Nascent ETF issuers struggle to compete with department store asset managers at the best of times, but this becomes entirely impossible when large players are happy to cut fees and accept losses to get investors through the door.

The regularly termed ‘fee war’ may be a long-term war of attrition but it is also a behavioural event among large ETF issuers looking for quick wins in asset gathering, as witnessed last year.

BlackRock cut fees across a total of 40 ETFs while State Street Global Advisors (SSGA) slashed fees on products housing more than $10bn at the time, including the headline-grabbing SPDR S&P 500 UCITS ETF (SPY5), which became Europe’s lowest-fee ETF at just 0.03%.

Shortly after, DWS chopped total expense ratios (TERs) on 31 ETFs housing $11bn in one fell swoop while UBS Asset Management cut fees across more than 200 ETF share classes.

Ahead of the cuts, SSGA had booked just $38m inflows in 10 months into SPY5, however, this jumped to $1.2bn net new assets in the month following. UBS AM, meanwhile, carried out its cuts after booking $715m outflows last year.

While such behaviour may seem like the natural to-and-fro of an industry built on the premise of offering value to investors, it also feeds into a worrying dynamic – where asset gathering is determined by a firm’s ability to run loss-making or near loss-making ETF ranges, charging economically unviable low fees.

Conversely, it is worth considering what this means for smaller challengers, which often fill esoteric gaps in the market and do not operate other businesses outside of ETFs.

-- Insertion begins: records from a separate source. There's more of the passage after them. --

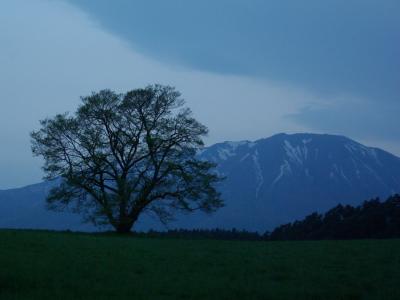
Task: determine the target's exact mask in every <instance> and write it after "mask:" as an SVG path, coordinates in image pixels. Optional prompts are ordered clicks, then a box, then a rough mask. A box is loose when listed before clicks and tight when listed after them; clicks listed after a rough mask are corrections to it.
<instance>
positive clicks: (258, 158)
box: [253, 150, 264, 199]
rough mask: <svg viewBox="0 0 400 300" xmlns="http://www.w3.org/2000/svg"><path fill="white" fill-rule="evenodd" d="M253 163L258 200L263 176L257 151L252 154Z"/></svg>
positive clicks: (260, 188)
mask: <svg viewBox="0 0 400 300" xmlns="http://www.w3.org/2000/svg"><path fill="white" fill-rule="evenodd" d="M253 162H254V169H255V171H256V180H257V188H256V199H258V196H259V194H260V190H261V188H262V186H263V184H264V176H263V173H262V169H261V165H260V160H259V153H258V150H256V151H255V152H254V154H253Z"/></svg>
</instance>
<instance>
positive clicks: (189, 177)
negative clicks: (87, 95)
mask: <svg viewBox="0 0 400 300" xmlns="http://www.w3.org/2000/svg"><path fill="white" fill-rule="evenodd" d="M82 102H83V103H82V104H81V105H80V106H79V108H78V109H77V111H76V113H75V114H74V115H70V114H67V113H66V114H59V115H56V116H55V117H54V118H51V119H45V120H42V121H40V123H41V128H40V129H39V130H38V131H35V132H32V133H31V137H32V151H33V154H34V155H36V156H42V157H43V158H44V166H43V169H44V171H45V174H46V179H55V178H61V184H60V185H59V186H57V187H56V188H54V189H52V190H51V192H50V193H49V196H48V198H47V203H48V207H49V208H50V209H53V210H63V209H65V208H67V207H68V208H69V207H71V208H72V210H73V211H74V212H78V213H82V214H83V215H84V217H85V218H84V219H85V221H91V222H93V223H94V224H111V225H112V226H113V227H114V228H115V229H116V230H117V231H118V232H120V233H125V232H129V231H130V230H131V229H132V226H133V225H134V223H135V222H136V221H137V219H138V217H139V216H140V215H141V214H142V213H144V212H146V213H154V214H156V215H157V216H158V217H159V218H160V220H161V221H162V222H164V223H165V222H168V221H170V220H171V219H173V216H174V212H176V211H177V210H183V211H188V212H192V211H195V210H201V211H204V212H207V213H210V212H213V211H215V210H217V209H218V208H219V207H221V206H223V202H222V200H221V198H220V194H219V193H218V192H217V191H216V184H217V183H218V182H219V181H220V180H221V179H222V178H220V177H218V176H217V175H216V174H215V173H214V172H212V169H213V168H214V167H215V165H214V164H212V163H210V162H206V161H202V160H199V159H198V157H197V153H198V149H199V148H201V147H203V145H204V144H203V140H202V138H203V137H204V136H205V135H206V134H207V132H208V130H207V128H206V127H205V126H204V125H202V124H201V123H199V122H198V121H197V120H195V119H194V118H193V116H192V113H191V111H190V109H189V108H187V107H185V103H184V100H183V99H181V96H180V93H179V92H178V91H176V90H175V89H174V88H172V87H168V86H161V85H153V86H148V87H146V88H144V89H136V90H132V91H130V92H127V93H126V94H117V93H115V92H113V91H110V90H102V91H100V92H98V93H93V94H92V95H90V96H88V97H83V98H82Z"/></svg>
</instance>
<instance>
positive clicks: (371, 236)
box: [268, 194, 400, 240]
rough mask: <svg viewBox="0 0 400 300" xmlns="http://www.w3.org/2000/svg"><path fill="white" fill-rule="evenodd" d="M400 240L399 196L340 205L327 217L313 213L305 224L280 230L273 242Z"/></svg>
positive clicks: (399, 213) (307, 219)
mask: <svg viewBox="0 0 400 300" xmlns="http://www.w3.org/2000/svg"><path fill="white" fill-rule="evenodd" d="M399 237H400V195H397V194H396V195H394V196H391V197H389V198H388V199H387V200H386V201H384V202H382V201H380V200H379V198H376V199H373V200H370V201H365V202H364V203H363V204H362V205H360V206H357V207H353V206H350V205H345V206H343V205H338V206H336V207H334V208H332V209H331V210H329V211H328V212H326V213H325V214H318V213H313V214H311V215H309V216H307V217H306V218H305V219H303V220H302V221H295V222H293V223H289V224H285V225H282V226H279V227H277V228H276V229H275V230H273V231H272V233H270V234H269V235H268V238H269V239H270V240H322V239H333V240H334V239H384V238H399Z"/></svg>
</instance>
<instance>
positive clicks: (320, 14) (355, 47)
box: [68, 0, 400, 102]
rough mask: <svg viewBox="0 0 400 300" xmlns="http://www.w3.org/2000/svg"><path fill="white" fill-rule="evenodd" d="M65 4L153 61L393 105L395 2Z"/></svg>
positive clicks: (396, 78) (398, 7) (366, 1)
mask: <svg viewBox="0 0 400 300" xmlns="http://www.w3.org/2000/svg"><path fill="white" fill-rule="evenodd" d="M68 1H69V2H70V3H73V4H75V5H77V6H79V7H81V8H83V9H84V10H85V11H86V12H87V13H89V14H90V16H92V17H93V18H95V19H96V20H97V21H98V22H99V24H100V25H101V26H102V27H103V28H104V29H106V30H109V31H110V32H112V33H114V34H117V35H118V36H120V37H122V38H123V39H125V40H126V41H128V42H129V43H130V45H131V46H132V47H133V48H134V49H136V50H139V51H140V52H142V53H146V54H148V55H151V56H152V57H154V58H156V59H159V60H160V61H163V62H169V63H171V64H181V65H184V66H188V67H191V68H195V69H200V70H205V71H211V72H217V73H220V74H234V75H245V76H252V77H263V78H267V79H274V80H277V81H284V82H291V83H294V84H297V85H301V86H304V87H306V88H309V89H312V90H315V91H319V92H322V93H324V94H325V95H330V96H337V95H341V94H343V93H346V94H348V93H350V94H355V95H357V96H359V97H363V98H370V99H372V100H373V101H379V102H381V101H384V102H397V101H398V95H399V93H400V90H399V80H400V60H399V59H398V53H400V18H399V17H398V12H399V11H400V2H399V1H398V0H367V1H366V0H350V1H349V0H334V1H320V0H309V1H291V0H281V1H264V0H252V1H242V0H218V1H214V0H203V1H185V0H168V1H163V0H136V1H130V0H119V1H108V0H68Z"/></svg>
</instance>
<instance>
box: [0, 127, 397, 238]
mask: <svg viewBox="0 0 400 300" xmlns="http://www.w3.org/2000/svg"><path fill="white" fill-rule="evenodd" d="M198 155H199V157H200V158H201V159H205V160H209V161H212V162H215V163H217V165H218V166H217V168H216V172H217V173H218V174H220V175H222V176H225V177H226V180H225V181H224V182H223V183H221V185H220V187H219V189H220V191H221V192H222V195H223V198H224V200H225V202H226V207H224V208H222V209H220V210H219V211H218V212H216V213H215V214H214V215H212V216H205V215H201V214H194V215H190V216H187V215H178V217H177V221H176V222H173V223H172V224H171V225H170V227H171V228H179V227H181V228H213V227H220V228H232V227H236V228H239V229H241V228H243V229H248V230H257V231H265V230H266V229H272V228H273V227H275V226H277V225H280V224H283V223H287V222H290V221H293V220H296V219H299V218H302V217H304V216H306V215H307V214H309V213H312V212H313V211H318V212H323V211H326V210H328V209H330V208H332V207H334V206H335V205H337V204H339V203H341V204H352V205H357V204H360V203H361V202H362V201H363V200H366V199H371V198H374V197H382V198H386V197H387V196H389V195H390V194H394V193H398V192H399V191H400V158H399V157H397V156H395V155H393V154H391V153H389V152H386V151H384V150H381V149H379V148H374V147H367V146H364V145H362V144H360V143H358V142H356V141H354V140H351V139H349V138H347V137H345V136H341V135H329V134H310V133H297V134H285V133H281V134H276V135H273V136H271V137H269V138H263V139H258V140H256V141H239V142H232V141H226V142H222V143H217V144H214V145H211V146H209V147H205V148H204V149H202V150H200V151H199V153H198ZM47 188H48V187H47ZM7 191H8V192H7ZM9 191H10V190H5V191H0V217H1V211H2V210H4V209H7V207H5V206H7V205H5V204H4V203H6V202H7V203H8V210H9V211H10V209H11V210H12V211H14V214H16V213H17V211H18V210H17V209H15V203H14V204H13V202H12V201H11V200H10V199H12V198H14V199H15V197H17V198H18V197H19V198H21V197H31V198H33V200H26V199H25V200H21V199H20V200H19V202H21V203H25V204H26V205H28V204H30V203H32V202H35V201H36V202H35V203H37V204H36V205H39V206H40V209H42V210H45V208H44V197H45V193H46V188H44V183H39V184H36V185H30V186H28V187H26V188H20V189H13V190H11V191H13V193H16V194H18V195H20V196H13V197H10V195H8V196H7V195H6V194H7V193H10V192H9ZM28 191H30V193H33V194H34V195H33V196H32V195H30V196H29V192H28ZM7 199H8V200H7ZM2 200H3V201H2ZM24 201H25V202H24ZM17 202H18V201H17ZM13 205H14V208H13V209H12V207H13ZM2 207H3V208H2ZM28 207H31V206H28ZM40 209H36V210H33V209H31V210H33V211H35V212H36V216H38V215H40V214H41V213H42V212H41V211H40ZM49 214H54V213H52V212H43V215H45V216H46V218H48V216H49ZM28 215H29V214H28ZM61 216H63V218H65V219H66V220H68V218H69V217H68V216H69V215H68V213H62V214H61ZM77 217H78V216H74V217H73V218H72V219H73V220H74V222H75V221H76V219H77ZM16 218H17V216H16ZM27 218H28V217H27ZM43 218H44V217H43ZM16 222H17V221H16ZM21 222H22V221H21ZM24 222H25V223H26V221H24ZM22 223H23V222H22ZM28 223H29V222H28ZM38 223H40V222H37V223H36V224H38ZM68 223H69V224H72V223H71V222H68ZM29 224H32V222H31V223H29ZM49 224H50V225H51V222H50V221H49V222H46V224H45V225H43V226H44V227H45V228H46V229H47V227H48V226H49ZM8 225H12V226H17V225H18V224H8ZM59 225H60V226H59V227H57V228H64V227H65V226H64V227H63V226H62V224H59ZM4 226H7V224H5V222H2V221H1V219H0V227H4ZM12 226H11V227H12ZM85 226H86V225H85ZM73 228H74V229H76V228H78V229H80V228H83V227H80V225H74V226H73ZM85 228H86V229H88V228H89V229H91V230H92V229H93V227H90V226H87V227H85ZM149 228H155V229H160V228H162V226H161V225H160V224H159V223H157V222H155V221H154V220H153V219H151V218H149V217H147V216H143V217H142V218H140V220H139V223H138V225H137V227H136V229H139V230H146V229H149ZM65 229H70V228H65Z"/></svg>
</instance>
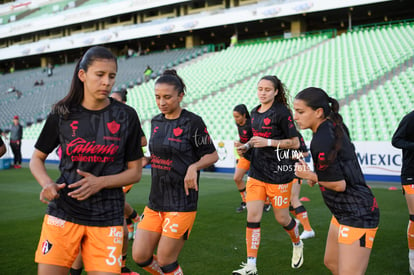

“The market has this broad issue where the solution to dealing with competitors is to create uneconomic products on the basis that the broader asset manager business makes enough money that they can lose money on an ETF business while crushing out competitors that have to focus on the economics of launching individual ETFs,” Michael John Lytle, CEO of Tabula Investment Management, said.

Looking to BlackRock, Lytle highlighted in addition to ETFs, the firm can sell investors traditional funds, segregated mandates, ancillary services, Aladdin and “in among all of this, they will make money”.

He added this is the standard model across large asset managers, with DWS in the early days of Xtrackers slashing fees once products became economically viable and “not caring about net profits because it is a shop window for getting them in the store for selling them other stuff”.

This dynamic also rings true in SSGA’s SPY5, whose TER revenues are wiped out by S&P 500 licencing costs of three basis points (bps) of assets under management (AUM) plus $600k a year.

However, the ETF’s US equivalent made 5.1bps of securities lending revenue last year, 25% of which is kept by the lending agent, State Street. With SPY5’s current AUM, this would equate to $1.3m of annual revenue passed back to its parent company.

Lytle concluded: “Investors have to see that the Costco model is destroying the dynamics for those delivering more specialist products so they have to make a conscious decision to patronise those businesses that they want to see survive.”

Martin Rozemuller, CEO of VanEck Europe, warned smaller ETF issuers will only continue to generate innovative strategies if they are rewarded for doing so.

“That is something the industry and investors need to keep in mind,” Rozemuller continued. “If they want to see innovative products come to market, they need to favour some of these companies that bring these products to market, or otherwise they will stop.”

Echoing his thoughts, Hector McNeil, co-founder and co-CEO of HANetf, said: “We do not compete on price; we compete on innovation. It is just about whether the client cares enough to support this.”